When Tidy shows this warning that means it wasn’t able to generate an XHTML copy, and therefore ePublisher won’t index that baggage file. But fortunately there is a way we can fix that.
To Teach Tidy About New Tags
1. Go to your Tidy directory under the installation directory in your local computer: ...\WebWorks\ePublisher\<VERSION>\Helpers\tidy\
2. Create an override of the entire folder called tidy and place it in a sub-folder of your project called: Formats.
3. In the newly created Tidy folder, open your config.txt file.
4. Depending on the kind of tag you want to add, you’ll have to uncomment line 8 or 10, or maybe both in the config.txt file.
5. Substitute the placeholder we put there and after the colon, with your new tag name (for example: not_recognized_tag).
6. Save and close the file.
To know more about how to customize Tidy go to https://www.w3.org/People/Raggett/tidy/.
Assigning Relevance Weight to Your Source Documents Styles
Search results are displayed in the Search tab when a user types a word to search for and clicks Go. The search results are sorted by the relevancy ranking, which, in case of source documents, is calculated based on the Search relevance weight option defined in your Paragraph and Marker Styles. By default, WebWorks Reverb assigns relevance weight of 1 to all styles.
To Modify the Relevancy Ranking in Source Documents for Search Results
1. Open your project with ePublisher Designer.
2. Scan the document, to pull all styles into the Style Designer.
3. Open the Style Designer (F10 or View > Style Designer).
4. Select the style you want to assign a weight to (either in Paragraph Styles or Marker Styles).
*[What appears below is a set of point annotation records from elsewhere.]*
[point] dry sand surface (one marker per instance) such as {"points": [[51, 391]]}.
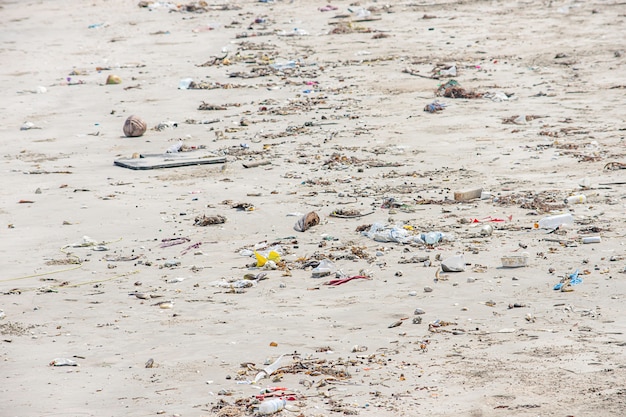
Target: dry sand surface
{"points": [[327, 110]]}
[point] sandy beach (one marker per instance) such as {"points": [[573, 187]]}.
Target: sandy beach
{"points": [[425, 136]]}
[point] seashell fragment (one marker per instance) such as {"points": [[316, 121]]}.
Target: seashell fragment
{"points": [[134, 127]]}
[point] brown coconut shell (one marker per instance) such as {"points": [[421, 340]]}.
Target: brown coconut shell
{"points": [[134, 127]]}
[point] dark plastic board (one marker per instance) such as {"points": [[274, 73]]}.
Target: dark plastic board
{"points": [[169, 160]]}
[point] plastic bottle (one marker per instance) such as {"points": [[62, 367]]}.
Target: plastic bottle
{"points": [[455, 263], [552, 222], [432, 237], [271, 406], [283, 65], [325, 268], [576, 199]]}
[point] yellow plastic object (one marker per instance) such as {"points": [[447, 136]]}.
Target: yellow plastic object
{"points": [[262, 260]]}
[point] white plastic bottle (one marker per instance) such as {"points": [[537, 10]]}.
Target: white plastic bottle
{"points": [[552, 222], [576, 199], [271, 406]]}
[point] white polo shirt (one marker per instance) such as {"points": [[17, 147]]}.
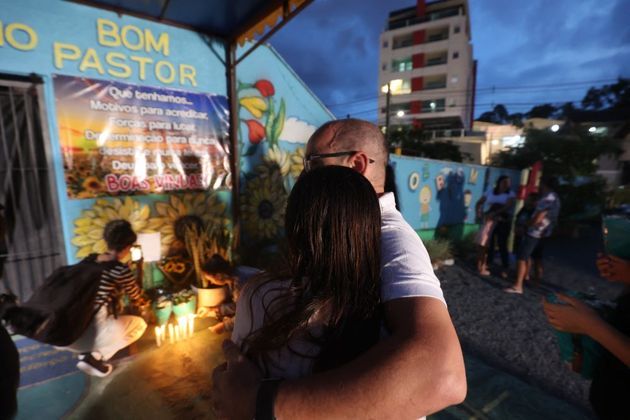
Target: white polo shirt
{"points": [[406, 269]]}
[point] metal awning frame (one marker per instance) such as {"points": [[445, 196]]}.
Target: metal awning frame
{"points": [[231, 60]]}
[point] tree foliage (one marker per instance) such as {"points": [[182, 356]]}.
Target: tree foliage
{"points": [[613, 96], [568, 155], [414, 141]]}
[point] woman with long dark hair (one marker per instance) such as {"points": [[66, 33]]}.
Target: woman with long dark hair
{"points": [[323, 310], [500, 202]]}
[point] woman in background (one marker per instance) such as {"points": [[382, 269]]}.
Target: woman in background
{"points": [[500, 203]]}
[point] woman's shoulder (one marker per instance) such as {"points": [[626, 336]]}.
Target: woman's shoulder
{"points": [[265, 286]]}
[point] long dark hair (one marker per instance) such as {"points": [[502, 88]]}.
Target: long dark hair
{"points": [[333, 229]]}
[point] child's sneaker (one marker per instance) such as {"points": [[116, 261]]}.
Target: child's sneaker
{"points": [[90, 366]]}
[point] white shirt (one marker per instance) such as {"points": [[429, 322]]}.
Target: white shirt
{"points": [[406, 269], [492, 198]]}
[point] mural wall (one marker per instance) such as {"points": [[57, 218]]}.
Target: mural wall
{"points": [[76, 45], [278, 114]]}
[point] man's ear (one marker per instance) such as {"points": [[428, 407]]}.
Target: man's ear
{"points": [[359, 162]]}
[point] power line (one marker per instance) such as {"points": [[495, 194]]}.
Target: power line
{"points": [[498, 90], [513, 104]]}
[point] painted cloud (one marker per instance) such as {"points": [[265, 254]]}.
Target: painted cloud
{"points": [[296, 131]]}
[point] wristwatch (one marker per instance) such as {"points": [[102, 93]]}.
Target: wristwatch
{"points": [[265, 399]]}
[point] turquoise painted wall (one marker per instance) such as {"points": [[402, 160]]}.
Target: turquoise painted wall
{"points": [[49, 37], [433, 193]]}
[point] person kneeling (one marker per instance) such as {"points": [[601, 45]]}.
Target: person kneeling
{"points": [[108, 333]]}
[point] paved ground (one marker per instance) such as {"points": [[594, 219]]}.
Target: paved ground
{"points": [[511, 359]]}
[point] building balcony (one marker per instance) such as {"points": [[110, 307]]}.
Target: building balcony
{"points": [[431, 17]]}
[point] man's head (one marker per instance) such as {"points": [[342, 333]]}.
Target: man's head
{"points": [[547, 184], [359, 145]]}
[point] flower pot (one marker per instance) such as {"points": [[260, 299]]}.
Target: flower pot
{"points": [[162, 315], [211, 296]]}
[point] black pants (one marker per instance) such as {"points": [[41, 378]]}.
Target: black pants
{"points": [[499, 237]]}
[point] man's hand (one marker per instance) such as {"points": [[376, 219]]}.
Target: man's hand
{"points": [[614, 268], [234, 385], [573, 316]]}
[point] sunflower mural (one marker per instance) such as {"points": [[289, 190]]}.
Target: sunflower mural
{"points": [[159, 216], [206, 207], [88, 229], [263, 203]]}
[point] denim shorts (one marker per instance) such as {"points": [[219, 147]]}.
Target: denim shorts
{"points": [[531, 248]]}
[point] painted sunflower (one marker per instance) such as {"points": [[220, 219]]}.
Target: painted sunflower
{"points": [[263, 203], [280, 158], [88, 229], [205, 206], [297, 162], [93, 185]]}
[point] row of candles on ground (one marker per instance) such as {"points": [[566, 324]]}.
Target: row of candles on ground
{"points": [[180, 330]]}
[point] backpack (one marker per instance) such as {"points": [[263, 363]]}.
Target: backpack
{"points": [[61, 309]]}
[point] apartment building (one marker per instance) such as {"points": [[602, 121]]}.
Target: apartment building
{"points": [[427, 62]]}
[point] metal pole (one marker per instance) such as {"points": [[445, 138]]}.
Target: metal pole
{"points": [[387, 100], [230, 66]]}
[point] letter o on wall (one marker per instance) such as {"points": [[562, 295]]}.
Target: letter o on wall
{"points": [[29, 34], [414, 181]]}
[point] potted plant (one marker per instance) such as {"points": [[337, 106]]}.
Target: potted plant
{"points": [[208, 246], [184, 303]]}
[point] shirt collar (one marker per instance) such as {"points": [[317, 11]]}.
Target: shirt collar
{"points": [[387, 201]]}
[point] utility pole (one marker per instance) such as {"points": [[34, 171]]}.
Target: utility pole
{"points": [[387, 100]]}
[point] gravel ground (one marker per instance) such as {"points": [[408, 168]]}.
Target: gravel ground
{"points": [[510, 331]]}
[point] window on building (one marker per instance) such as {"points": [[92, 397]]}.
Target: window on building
{"points": [[437, 81], [400, 110], [433, 105], [437, 34], [436, 58], [404, 64], [402, 41], [398, 86]]}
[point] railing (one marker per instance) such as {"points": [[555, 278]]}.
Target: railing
{"points": [[402, 44], [437, 37], [402, 23], [434, 85], [436, 61]]}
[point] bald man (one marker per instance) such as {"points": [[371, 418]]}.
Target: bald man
{"points": [[415, 371]]}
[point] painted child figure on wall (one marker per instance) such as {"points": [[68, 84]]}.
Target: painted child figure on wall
{"points": [[467, 208], [425, 209]]}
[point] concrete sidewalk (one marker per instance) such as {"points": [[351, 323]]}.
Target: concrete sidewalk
{"points": [[174, 382]]}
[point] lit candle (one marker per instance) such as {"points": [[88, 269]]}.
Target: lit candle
{"points": [[191, 325], [158, 338], [182, 327]]}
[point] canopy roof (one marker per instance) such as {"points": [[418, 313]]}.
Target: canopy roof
{"points": [[231, 20]]}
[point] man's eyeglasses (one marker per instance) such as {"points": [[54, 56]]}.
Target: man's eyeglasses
{"points": [[307, 159]]}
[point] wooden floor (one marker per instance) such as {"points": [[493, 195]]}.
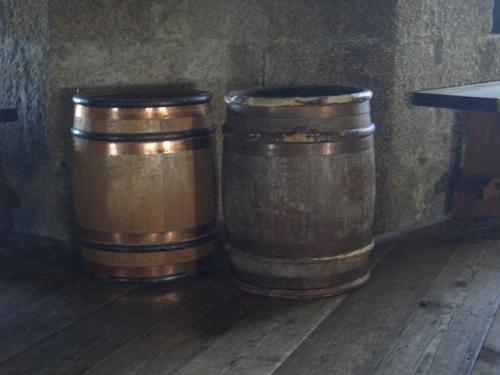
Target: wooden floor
{"points": [[429, 308]]}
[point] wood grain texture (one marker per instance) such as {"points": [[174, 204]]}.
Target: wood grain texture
{"points": [[478, 97], [31, 273], [446, 332], [143, 196], [166, 345], [55, 311], [82, 344], [352, 339], [481, 158]]}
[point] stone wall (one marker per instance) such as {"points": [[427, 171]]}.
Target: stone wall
{"points": [[390, 46]]}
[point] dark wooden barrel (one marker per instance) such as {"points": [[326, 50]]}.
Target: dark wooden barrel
{"points": [[298, 187], [143, 182]]}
5. Open the Options window.
6. Change the Value of the Search relevance weight option to an integer number you determine or you can just ignore it (which is going to be 0), meaning that the style is not going to be shown in your results.
Assigning Relevance Weight to Your HTML Baggage Files
The search results are sorted by relevancy ranking, which, in case of HTML baggage files, is calculated based on the scoring preference defined for the HTML tags in the search_settings.xml file. By default, WebWorks Reverb assigns relevancy rankings based on where in a topic a particular item is found.
To Modify the Relevancy Ranking in Baggage Files for Search Results
1. Open your project with ePublisher Designer.
2. If you want to override the relevancy ranking for all WebWorks Help targets, create the Formats\WebWorks Reverb\Transforms folder in your projectname folder, where projectname is the name of your ePublisher project.
3. If you want to override the relevancy ranking for one WebWorks Help target, create the Targets\WebWorks Help 5.0\Transforms folder in your projectname folder, where projectname is the name of your ePublisher project.
4. Create a customization of your search_settings.xml file.
5. You’ll see the following block of code:
<Settings version="1.0" xmlns="urn:WebWorks-Settings-Schema">
<ScoringPrefs>
<meta name="keywords" weight="100"/>
<meta name="description" weight="50"/>
<meta name="summary" weight="60"/>
<title weight="20"/>
<div class="myclass" weight="10"/>
<div weight="2"/>
<h1 weight="15"/>
<h2 weight="10"/>
<caption weight="10"/>
<h3 weight="7"/>
<th weight="5"/>
<h4 weight="5"/>
<h5 weight="4"/>
<h6 weight="3"/>
<h7 weight="2"/>
</ScoringPrefs>
</Settings>
6. Modify the weight attributes for any tags, such as h1 and h2, you want to change.
7. Save and close the search_settings.xml file.
8. Regenerate your project to review the changes.